Und warum haben Sie diesen Weg der historischen Rekonstruktionen eingeschlagen? Gab es dafür einen bestimmten Auslöser oder ist Geschichte ein Hobby von Ihnen?

Ich bin in Zărneşti geboren. Als ich fünf war, sind wir mit meinen Eltern nach Rosenau umgezogen, in eine Wohnung, von der aus ich jeden Morgen durch das Fenster meines Zimmers die Fluchtburg auf dem Berg über der Stadt sah.

Damals war die Burg in sehr schlechtem Zustand – verfallen, ungepflegt, beschädigt. Diese Burgruine wurde zu einem allgegenwärtigen Hintergrund meiner Kindheit. Ich habe begonnen, mir Fragen zu stellen, darüber was sich dort oben einmal abgespielt hat, wer ihre Bewohner waren.

Als ich heranwuchs, habe ich begonnen, mich für die Geschichte der Burg zu interessieren. Als Jugendlicher bin ich 2008 Mitglied des Vereins geworden. Das wäre es in der Kurzfassung. Alle anderen Erfahrungen und mein jetziges Wissen habe ich dann im Austausch mit anderen Vereinen derselben Art und von Fachleuten erworben.

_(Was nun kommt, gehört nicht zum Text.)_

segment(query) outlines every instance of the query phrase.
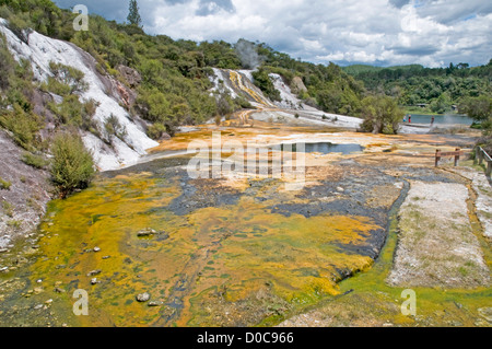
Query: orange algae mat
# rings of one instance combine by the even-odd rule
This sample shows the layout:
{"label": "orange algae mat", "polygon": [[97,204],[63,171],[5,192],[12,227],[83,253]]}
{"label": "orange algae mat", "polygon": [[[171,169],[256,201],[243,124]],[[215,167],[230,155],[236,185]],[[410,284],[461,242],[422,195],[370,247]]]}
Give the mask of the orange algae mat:
{"label": "orange algae mat", "polygon": [[[282,195],[258,202],[241,191],[232,205],[176,214],[168,206],[181,195],[180,181],[99,177],[51,202],[32,282],[63,290],[47,292],[82,326],[251,326],[338,294],[340,270],[373,263],[340,247],[382,229],[367,217],[285,217],[271,211]],[[157,233],[137,236],[148,228]],[[70,314],[77,289],[87,291],[89,316]],[[155,306],[136,300],[143,292]]]}

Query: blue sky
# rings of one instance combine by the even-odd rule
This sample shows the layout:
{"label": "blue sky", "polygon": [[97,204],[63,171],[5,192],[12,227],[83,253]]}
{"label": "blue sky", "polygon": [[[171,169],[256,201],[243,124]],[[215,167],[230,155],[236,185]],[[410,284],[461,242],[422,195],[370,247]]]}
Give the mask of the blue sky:
{"label": "blue sky", "polygon": [[[124,22],[129,0],[55,0]],[[490,0],[138,0],[144,30],[197,42],[267,43],[315,63],[394,66],[492,58]]]}

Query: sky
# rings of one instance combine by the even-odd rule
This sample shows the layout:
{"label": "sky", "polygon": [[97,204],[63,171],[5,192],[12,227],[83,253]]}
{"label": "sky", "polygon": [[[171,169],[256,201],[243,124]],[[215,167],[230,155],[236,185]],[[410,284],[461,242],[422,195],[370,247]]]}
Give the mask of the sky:
{"label": "sky", "polygon": [[[55,0],[125,22],[129,0]],[[492,58],[490,0],[138,0],[143,28],[174,39],[266,43],[340,66],[470,66]]]}

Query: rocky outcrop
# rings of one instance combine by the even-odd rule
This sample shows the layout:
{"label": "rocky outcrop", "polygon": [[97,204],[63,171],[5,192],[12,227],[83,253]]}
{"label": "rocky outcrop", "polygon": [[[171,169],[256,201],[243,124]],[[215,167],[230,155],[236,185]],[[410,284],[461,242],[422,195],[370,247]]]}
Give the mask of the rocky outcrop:
{"label": "rocky outcrop", "polygon": [[50,198],[49,174],[21,161],[22,150],[0,129],[0,178],[11,183],[0,189],[0,251],[36,229]]}
{"label": "rocky outcrop", "polygon": [[307,92],[306,86],[304,85],[303,79],[300,77],[295,77],[291,82],[291,90],[295,94],[300,94],[301,92]]}
{"label": "rocky outcrop", "polygon": [[[80,94],[80,100],[93,100],[97,103],[98,106],[93,116],[97,128],[104,131],[105,123],[110,116],[116,117],[125,128],[126,136],[121,139],[115,137],[110,147],[98,136],[81,131],[85,147],[93,151],[101,171],[116,170],[122,165],[136,163],[141,155],[147,154],[147,149],[159,144],[147,136],[144,124],[128,113],[129,106],[134,101],[134,94],[116,79],[101,74],[96,69],[94,57],[71,43],[54,39],[36,32],[30,34],[27,44],[12,33],[1,19],[0,33],[5,35],[9,49],[16,60],[24,58],[31,62],[34,79],[37,82],[45,81],[51,74],[49,68],[51,61],[82,71],[89,89]],[[131,85],[139,79],[137,73],[129,69],[121,68],[121,71],[130,79],[129,85]]]}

Wie ist eigentlich der genaue Status des Vereins zurzeit?

Es ist ein gemeinnütziger Verein mit dem Status als Rechtsperson. Der vollständige Namen lautet „Verein der Ritter der Burgen des Burzenlandes“, er beschäftigt sich mit geschichtlichen Nachbildungen.

Das ist ein Bereich, mit dem nicht viele etwas anfangen können: historische Rekonstruktionen. Er scheint auf den ersten Blick ziemlich allumfassend zu sein ...

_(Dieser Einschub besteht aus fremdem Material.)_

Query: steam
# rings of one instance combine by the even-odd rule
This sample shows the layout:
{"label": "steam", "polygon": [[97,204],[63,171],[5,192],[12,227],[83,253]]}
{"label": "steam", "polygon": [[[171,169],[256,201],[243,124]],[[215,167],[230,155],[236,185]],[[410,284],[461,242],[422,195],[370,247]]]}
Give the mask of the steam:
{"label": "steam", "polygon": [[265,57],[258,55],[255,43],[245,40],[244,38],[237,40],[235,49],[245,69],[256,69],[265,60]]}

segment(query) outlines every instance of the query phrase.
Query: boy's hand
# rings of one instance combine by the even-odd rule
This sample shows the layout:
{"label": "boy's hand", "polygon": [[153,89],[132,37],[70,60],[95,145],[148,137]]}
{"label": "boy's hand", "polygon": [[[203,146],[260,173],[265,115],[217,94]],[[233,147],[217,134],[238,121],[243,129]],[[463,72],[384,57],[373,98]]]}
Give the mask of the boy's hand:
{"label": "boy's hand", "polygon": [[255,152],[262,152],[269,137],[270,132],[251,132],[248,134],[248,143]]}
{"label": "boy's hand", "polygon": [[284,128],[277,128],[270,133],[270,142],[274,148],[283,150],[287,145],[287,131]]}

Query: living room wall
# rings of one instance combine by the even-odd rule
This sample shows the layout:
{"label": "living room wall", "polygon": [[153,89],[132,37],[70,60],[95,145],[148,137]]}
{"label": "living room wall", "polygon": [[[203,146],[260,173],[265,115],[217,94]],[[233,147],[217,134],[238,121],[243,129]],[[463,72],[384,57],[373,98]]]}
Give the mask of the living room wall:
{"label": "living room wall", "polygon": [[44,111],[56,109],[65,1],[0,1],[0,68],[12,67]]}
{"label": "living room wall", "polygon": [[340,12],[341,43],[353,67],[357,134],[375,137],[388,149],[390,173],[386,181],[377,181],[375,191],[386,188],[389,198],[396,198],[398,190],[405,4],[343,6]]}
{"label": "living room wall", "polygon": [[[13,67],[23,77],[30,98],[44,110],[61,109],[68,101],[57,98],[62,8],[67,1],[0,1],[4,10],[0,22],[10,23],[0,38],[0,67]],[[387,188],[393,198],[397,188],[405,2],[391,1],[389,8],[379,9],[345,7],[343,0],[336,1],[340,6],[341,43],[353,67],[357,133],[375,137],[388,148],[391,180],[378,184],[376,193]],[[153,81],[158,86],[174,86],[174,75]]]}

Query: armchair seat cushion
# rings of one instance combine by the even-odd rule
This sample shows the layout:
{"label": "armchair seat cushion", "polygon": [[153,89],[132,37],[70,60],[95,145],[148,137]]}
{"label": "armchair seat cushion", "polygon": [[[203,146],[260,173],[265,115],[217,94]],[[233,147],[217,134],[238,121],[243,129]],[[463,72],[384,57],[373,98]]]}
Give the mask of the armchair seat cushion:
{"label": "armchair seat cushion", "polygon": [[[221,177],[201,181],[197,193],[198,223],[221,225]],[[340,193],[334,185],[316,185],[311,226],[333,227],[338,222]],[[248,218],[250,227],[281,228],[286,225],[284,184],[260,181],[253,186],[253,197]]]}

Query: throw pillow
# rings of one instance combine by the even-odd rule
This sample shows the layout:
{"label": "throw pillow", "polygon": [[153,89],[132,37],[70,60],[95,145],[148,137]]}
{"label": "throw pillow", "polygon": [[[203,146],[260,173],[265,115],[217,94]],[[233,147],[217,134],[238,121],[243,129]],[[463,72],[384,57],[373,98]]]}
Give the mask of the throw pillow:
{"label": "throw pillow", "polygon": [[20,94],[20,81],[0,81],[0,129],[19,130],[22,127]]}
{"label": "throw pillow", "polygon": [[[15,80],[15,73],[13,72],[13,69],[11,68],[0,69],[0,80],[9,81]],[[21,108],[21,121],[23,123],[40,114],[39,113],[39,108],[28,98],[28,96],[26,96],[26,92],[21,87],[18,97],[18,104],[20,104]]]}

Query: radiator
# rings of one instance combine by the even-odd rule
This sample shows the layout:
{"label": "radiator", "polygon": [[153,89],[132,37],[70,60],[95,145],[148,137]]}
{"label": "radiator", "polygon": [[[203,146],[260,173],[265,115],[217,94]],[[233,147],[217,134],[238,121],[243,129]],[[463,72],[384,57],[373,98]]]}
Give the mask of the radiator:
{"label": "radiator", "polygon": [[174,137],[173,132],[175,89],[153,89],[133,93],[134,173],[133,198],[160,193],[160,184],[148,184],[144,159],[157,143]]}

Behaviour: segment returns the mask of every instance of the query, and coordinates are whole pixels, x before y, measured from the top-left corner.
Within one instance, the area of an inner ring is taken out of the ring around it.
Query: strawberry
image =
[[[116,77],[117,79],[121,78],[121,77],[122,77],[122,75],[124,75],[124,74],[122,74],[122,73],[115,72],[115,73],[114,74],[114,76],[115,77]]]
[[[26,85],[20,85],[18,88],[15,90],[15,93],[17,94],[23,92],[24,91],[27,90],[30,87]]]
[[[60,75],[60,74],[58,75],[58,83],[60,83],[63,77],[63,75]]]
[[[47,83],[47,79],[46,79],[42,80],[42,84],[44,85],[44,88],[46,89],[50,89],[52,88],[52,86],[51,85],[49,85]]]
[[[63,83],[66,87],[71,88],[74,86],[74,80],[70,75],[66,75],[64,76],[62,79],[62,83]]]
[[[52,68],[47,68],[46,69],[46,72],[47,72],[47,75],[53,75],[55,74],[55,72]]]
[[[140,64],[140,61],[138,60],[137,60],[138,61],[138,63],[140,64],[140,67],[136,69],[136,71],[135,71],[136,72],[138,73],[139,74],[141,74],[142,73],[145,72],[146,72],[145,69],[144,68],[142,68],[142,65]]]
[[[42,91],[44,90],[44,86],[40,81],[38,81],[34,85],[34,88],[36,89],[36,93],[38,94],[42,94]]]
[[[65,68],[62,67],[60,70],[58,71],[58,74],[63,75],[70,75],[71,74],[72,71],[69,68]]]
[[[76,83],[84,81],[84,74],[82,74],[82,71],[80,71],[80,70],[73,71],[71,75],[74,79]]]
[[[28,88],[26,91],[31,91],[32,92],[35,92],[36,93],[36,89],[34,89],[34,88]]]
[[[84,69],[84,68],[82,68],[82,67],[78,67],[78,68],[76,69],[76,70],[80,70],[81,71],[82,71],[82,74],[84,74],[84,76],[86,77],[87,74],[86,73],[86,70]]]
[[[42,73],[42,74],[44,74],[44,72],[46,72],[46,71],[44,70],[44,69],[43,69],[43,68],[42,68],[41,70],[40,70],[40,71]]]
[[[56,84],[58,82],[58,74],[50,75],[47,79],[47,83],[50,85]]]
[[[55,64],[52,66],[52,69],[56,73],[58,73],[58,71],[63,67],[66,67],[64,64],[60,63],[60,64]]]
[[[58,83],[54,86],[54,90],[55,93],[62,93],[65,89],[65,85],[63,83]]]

Ja und nein, denn das Gebiet, besser gesagt das Zeitfenster der Nachbildungen, unserer Nachbildungen, ist der Anfang des dreizehnten Jahrhunderts. Genauer: die Zeit, in welcher der Deutsche Ritterorden im Burzenland gegenwärtig war.

Gerufen wurde der Deutsche Ritterorden, dessen vollständiger Name im Lateinischen „Ordo fratrum domus Sanctae Mariae Teutonicorum Ierosolimitanorum“ lautet, vom ungarischen König Andreas II. im Jahre 1211. Es war eine Bitte um Hilfe gegen das einfallende turkmenische Volk der Kiptschak, allgemein bekannt als Kumanen. Unser Verein stellt zur Hälfte Ritter des Deutschen Ordens und zur anderen Hälfte Kumanen dar, mit Kleidung und Waffen. Unsere geschichtlichen Rekonstruktionen vor dem Publikum stellen demnach einen Bruchteil, aber einen sehr wichtigen Bruchteil der Geschichte des Burzenlandes dar.

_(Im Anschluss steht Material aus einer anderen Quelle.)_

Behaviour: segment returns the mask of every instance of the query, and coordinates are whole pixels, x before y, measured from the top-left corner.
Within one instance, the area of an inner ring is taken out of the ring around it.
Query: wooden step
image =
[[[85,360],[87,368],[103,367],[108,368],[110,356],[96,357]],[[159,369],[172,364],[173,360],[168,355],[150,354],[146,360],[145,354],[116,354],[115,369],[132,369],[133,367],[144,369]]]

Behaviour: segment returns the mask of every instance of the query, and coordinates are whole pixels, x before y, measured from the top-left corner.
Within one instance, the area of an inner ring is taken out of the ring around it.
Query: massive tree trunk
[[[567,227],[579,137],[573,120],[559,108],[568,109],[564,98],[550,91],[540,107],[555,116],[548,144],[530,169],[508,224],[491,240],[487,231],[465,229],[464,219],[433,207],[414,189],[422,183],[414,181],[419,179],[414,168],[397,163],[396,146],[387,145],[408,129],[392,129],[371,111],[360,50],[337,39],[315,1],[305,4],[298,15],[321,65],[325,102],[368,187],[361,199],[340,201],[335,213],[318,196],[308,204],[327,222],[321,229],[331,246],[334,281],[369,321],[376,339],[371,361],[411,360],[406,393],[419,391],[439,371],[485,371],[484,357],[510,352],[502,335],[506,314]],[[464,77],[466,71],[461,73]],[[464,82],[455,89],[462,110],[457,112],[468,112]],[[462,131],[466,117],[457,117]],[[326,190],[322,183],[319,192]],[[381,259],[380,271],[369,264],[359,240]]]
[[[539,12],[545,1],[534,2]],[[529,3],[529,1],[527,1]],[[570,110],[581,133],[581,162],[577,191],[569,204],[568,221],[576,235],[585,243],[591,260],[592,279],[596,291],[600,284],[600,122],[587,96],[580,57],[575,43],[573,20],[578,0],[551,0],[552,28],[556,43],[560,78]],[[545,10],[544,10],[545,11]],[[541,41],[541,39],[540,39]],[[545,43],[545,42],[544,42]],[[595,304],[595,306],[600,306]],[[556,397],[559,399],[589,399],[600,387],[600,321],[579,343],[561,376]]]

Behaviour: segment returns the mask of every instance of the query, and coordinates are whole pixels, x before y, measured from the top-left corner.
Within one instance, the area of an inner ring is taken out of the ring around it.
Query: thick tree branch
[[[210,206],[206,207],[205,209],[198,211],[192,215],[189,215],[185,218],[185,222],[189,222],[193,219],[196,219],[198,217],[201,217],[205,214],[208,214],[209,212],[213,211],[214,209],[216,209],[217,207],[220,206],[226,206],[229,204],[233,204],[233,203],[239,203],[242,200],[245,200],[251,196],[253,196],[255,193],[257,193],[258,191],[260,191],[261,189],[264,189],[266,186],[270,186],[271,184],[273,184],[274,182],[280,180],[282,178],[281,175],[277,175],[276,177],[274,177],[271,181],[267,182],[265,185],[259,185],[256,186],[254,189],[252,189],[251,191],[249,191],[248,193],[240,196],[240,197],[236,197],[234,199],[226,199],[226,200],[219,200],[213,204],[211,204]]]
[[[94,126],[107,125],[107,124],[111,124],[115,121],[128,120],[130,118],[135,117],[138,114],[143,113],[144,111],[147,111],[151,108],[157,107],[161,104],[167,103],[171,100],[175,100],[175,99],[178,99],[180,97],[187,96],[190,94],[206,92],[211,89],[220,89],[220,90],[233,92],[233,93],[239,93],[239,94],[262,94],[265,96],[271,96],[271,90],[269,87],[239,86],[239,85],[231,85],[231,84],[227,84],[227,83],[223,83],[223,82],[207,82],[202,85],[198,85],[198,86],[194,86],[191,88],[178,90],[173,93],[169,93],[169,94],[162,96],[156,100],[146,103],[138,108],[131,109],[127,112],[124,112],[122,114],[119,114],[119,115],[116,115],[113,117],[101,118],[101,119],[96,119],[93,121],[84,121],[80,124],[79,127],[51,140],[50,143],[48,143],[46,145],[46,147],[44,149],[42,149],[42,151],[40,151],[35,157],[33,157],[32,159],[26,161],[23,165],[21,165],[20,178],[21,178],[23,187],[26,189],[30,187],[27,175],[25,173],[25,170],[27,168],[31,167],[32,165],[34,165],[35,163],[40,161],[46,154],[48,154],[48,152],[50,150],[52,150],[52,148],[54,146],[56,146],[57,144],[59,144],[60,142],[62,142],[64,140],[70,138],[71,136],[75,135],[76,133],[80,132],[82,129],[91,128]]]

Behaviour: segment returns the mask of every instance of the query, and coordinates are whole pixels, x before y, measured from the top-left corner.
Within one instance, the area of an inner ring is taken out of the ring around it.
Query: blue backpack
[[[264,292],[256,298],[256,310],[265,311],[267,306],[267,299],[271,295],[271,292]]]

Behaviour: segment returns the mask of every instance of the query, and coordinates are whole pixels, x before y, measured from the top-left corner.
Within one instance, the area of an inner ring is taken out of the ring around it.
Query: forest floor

Das ist unser Bereich und darauf beschränken wir uns. Die Bedeutung dieser kurzen historischen Episode im Burzenland ist groß, viel größer als andere geschichtliche Abläufe. Der Orden legte, wenn ich das so sagen kann, den „Grundstein“ sehr vieler Burgen und auch Siedlungen in unserer Region. Der Einfluss der Ritter im dreizehnten Jahrhundert – unter der Leitung von Hermann von Salza – war so groß, dass sich der ungarische König gezwungen sah, den Orden nach nur vierzehn Jahren aus dem Land zu jagen. Gut, die Ritter des Ordens, zahlenmäßig nicht sehr stark vertreten, sind vertrieben worden, doch der Keim ihrer Saat ging auf: Die gegründeten Siedlungen wuchsen und es begann eine neue geschichtliche Etappe.

Sie haben viele Einzelheiten und historische Daten erwähnt, demnach ergibt sich die nächste Frage fast von selbst: Woher nehmen Sie die Informationen für Ihre Auftritte, da es ja für diesen Teil der Geschichte Siebenbürgens, also des Burzenlandes, relativ wenig zuverlässige Quellen gibt?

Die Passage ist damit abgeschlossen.